Als je bij een dun stukje vlees het deksel sluit – waardoor de convectiewarmte van boven en onder en rondom naar het vlees toekomt – zal het midden van het vlees gaar zijn voordat de buitenkant mooi bruin en gekarameliseerd is. Wanneer je grilt met de deksel open, krijg je sneller een knapperige karamelisatie aan de buitenkant van het vlees zonder dat het midden te gaar wordt.

Een voorbeeld met een koekenpan
Om het nog iets duidelijker te maken nemen we een koekenpan als voorbeeld. De koekenpan op een gasfornuis maakt gebruik maar direct warmte. Het deel van het voedsel dat in direct contact komt met de pan zal gaan koken, maar het deel wat de boven van de pan niet raakt zal dit nog niet direct doen.
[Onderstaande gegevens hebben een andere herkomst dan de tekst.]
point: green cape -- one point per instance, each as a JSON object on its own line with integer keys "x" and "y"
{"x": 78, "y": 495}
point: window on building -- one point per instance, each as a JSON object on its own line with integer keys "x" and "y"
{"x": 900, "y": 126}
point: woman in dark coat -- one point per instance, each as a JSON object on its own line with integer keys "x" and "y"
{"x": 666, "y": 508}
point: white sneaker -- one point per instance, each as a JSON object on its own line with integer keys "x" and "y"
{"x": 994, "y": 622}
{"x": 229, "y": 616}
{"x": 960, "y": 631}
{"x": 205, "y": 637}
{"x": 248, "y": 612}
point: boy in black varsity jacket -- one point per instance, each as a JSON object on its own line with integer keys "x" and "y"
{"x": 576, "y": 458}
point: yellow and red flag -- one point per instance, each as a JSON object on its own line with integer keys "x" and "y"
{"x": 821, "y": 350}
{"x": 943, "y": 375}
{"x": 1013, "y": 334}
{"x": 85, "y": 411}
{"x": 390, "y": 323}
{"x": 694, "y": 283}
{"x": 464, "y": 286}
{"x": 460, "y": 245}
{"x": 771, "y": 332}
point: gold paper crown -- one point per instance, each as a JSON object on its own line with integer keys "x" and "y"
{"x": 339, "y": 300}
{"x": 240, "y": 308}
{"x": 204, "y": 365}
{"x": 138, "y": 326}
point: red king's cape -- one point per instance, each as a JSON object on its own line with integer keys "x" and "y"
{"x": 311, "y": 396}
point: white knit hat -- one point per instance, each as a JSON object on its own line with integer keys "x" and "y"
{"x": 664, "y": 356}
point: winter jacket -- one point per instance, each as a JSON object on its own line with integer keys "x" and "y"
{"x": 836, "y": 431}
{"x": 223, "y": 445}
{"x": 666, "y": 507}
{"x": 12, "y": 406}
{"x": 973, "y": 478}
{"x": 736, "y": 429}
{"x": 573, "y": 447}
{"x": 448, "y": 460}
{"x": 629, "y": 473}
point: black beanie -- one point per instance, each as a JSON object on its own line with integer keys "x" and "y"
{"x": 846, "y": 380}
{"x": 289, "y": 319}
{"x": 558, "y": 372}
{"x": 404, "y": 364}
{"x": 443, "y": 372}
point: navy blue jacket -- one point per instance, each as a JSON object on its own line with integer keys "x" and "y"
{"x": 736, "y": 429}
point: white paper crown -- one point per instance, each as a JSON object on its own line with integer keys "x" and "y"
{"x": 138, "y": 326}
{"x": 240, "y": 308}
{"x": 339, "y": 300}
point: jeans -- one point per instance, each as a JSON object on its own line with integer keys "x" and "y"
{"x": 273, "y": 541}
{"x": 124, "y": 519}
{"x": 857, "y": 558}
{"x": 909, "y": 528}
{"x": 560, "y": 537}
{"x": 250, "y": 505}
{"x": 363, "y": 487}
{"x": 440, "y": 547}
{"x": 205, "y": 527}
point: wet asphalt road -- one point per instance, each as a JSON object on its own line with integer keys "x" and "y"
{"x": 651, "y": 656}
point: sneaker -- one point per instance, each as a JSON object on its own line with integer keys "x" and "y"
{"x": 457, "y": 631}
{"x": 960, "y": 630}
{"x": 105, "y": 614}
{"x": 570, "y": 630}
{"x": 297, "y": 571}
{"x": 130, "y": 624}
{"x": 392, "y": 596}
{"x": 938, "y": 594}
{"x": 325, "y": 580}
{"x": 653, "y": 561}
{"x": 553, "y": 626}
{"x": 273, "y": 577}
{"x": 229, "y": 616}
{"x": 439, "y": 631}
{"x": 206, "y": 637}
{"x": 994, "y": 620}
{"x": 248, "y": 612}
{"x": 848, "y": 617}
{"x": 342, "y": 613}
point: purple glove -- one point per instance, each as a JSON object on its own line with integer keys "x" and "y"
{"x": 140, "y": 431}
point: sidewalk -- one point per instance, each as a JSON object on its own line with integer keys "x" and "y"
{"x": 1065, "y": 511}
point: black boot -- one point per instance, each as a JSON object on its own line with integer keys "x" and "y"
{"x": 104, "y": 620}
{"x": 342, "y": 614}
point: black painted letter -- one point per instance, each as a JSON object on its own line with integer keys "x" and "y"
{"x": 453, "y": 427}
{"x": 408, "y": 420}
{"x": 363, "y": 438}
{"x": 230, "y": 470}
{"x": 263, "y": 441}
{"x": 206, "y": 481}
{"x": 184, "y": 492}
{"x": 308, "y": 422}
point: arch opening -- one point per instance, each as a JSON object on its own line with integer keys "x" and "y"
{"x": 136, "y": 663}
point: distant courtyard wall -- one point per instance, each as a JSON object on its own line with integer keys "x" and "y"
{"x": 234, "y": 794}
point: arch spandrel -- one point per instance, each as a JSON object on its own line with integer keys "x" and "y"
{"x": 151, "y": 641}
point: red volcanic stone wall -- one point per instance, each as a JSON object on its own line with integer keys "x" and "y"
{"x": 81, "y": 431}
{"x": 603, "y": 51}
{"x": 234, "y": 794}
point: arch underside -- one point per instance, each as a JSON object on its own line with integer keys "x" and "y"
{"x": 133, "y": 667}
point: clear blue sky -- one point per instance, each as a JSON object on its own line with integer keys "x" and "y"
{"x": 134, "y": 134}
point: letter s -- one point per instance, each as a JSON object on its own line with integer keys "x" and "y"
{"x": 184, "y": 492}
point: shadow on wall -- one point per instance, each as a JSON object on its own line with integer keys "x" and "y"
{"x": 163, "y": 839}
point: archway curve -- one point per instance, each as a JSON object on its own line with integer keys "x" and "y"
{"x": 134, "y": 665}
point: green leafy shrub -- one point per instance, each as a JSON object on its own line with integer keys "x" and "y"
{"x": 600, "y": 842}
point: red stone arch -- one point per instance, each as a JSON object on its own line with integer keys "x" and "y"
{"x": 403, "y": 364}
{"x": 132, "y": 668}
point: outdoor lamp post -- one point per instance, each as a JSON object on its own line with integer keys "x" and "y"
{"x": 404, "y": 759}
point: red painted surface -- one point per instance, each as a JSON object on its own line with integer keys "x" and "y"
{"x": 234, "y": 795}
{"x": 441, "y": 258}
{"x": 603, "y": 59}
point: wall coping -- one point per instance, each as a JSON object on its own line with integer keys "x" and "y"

Wanneer we de deksel op de pan doen kookt het deel van het voedsel wat de pan raakt sneller, maar de zijkanten en bovenkant van de pan geven nu ook warmte af omdat de deksel de warmte vasthoudt.

Hetzelfde principe is eigenlijk van toepassing op grillen. Open de deksel en de stijgende hitte kookt enkel de onderkant van het voedsel. Sluit het deksel en de ingesloten hitte kookt ook de zijkanten en bovenkant. Je moet natuurlijk nog steeds voedsel blijven omdraaien om gelijkmatig gaar te worden, maar met de deksel erop verkort je de kooktijd en gaart je voedsel ook sneller in de kern dan met de deksel omhoog.

Indirect grillen

Indirect grillen lijkt in vergelijking met direct grillen meer op bakken. Deze methode vereist dat het “vuur” wordt opgebouwd aan de zijkant van waar het voedsel op het rooster wordt gelegd. Als je aan een typische gasbarbecue denkt, gebruik je dus maar de helft van de brander(s). De kant met de brander(s) is de directe zone en de kant zonder brander(s) is de indirecte zone. Je legt het voedsel dus op de “koude” kant en sluit altijd de deksel.

Convectie
Net als bij direct grillen met een dichte deksel zorgt convectie en stralingswarmte dat het voedsel gaat koken. Omdat het voedsel niet wordt blootgesteld aan directe hitte van de brander(s), zal het gelijkmatiger gaar worden en is de kans kleiner dat het aan de blootgestelde kant verbrandt. Dit betekent natuurlijk ook dat het langzamer gaart.

Barbecue indelen
Indirect grillen vereist dus dat je het voedsel op de een of andere manier gescheiden is van de directe warmte waarbij houtskool net zo goed werkt als gas. Met een houtskoolbarbecue leg je eenvoudig houtskool aan de ene kant van de barbecue en kook je aan de andere kant. Als je gebruik maakt van een kogelbarbecue, werkt het altijd het makkelijkste om het vuur aan te maken in een firestarter en dan een kleine metalen schep of iets dergelijks te gebruiken om de hete kolen opzij te schuiven. Bij een Kamado BBQ gebruik je de platesetter in combinatie met de heat deflector om een indirecte zone te creëren.

Maken van vuur
Er zijn natuurlijk verschillende mogelijkheden om je vuur aan te maken. Met een gasbarbecue ben je echter wel beperkt in hoe je het vuur opzet. Bij sommige modellen hebben de branders de vervelende gewoonte om op de laagste stand nog steeds teveel hitte af te geven wat invloed heeft op de garingstijd en het uiteindelijke resultaat. Met houtskool kun je echter allerlei indirecte vuren maken. Kolen kunnen in het midden worden opgestapeld waarbij je het voedsel langs de rand op het rooster legt, de kolen kunnen langs de rand worden gelegd met het voedsel in het midden en zo zijn er nog tal van mogelijkheden.

Hulpmiddelen
Een van de hulpmiddelen die je nodig hebt voor indirect grillen, is een lekbakje. Dit kan een gietijzeren pan zijn of een wegwerp aluminium bakje. Plaats het lekbakje gevuld met water onderin de barbecue op de plek waar geen kolen liggen of op de heat deflector. De vetten en sappen uit het voedsel worden netjes opgevangen door het bakje zodat de barbecue niet onnodig vies wordt en deze vetten en sappen die uit het vlees komen kan je gebruiken om een lekkere barbecuesaus of jus mee te maken.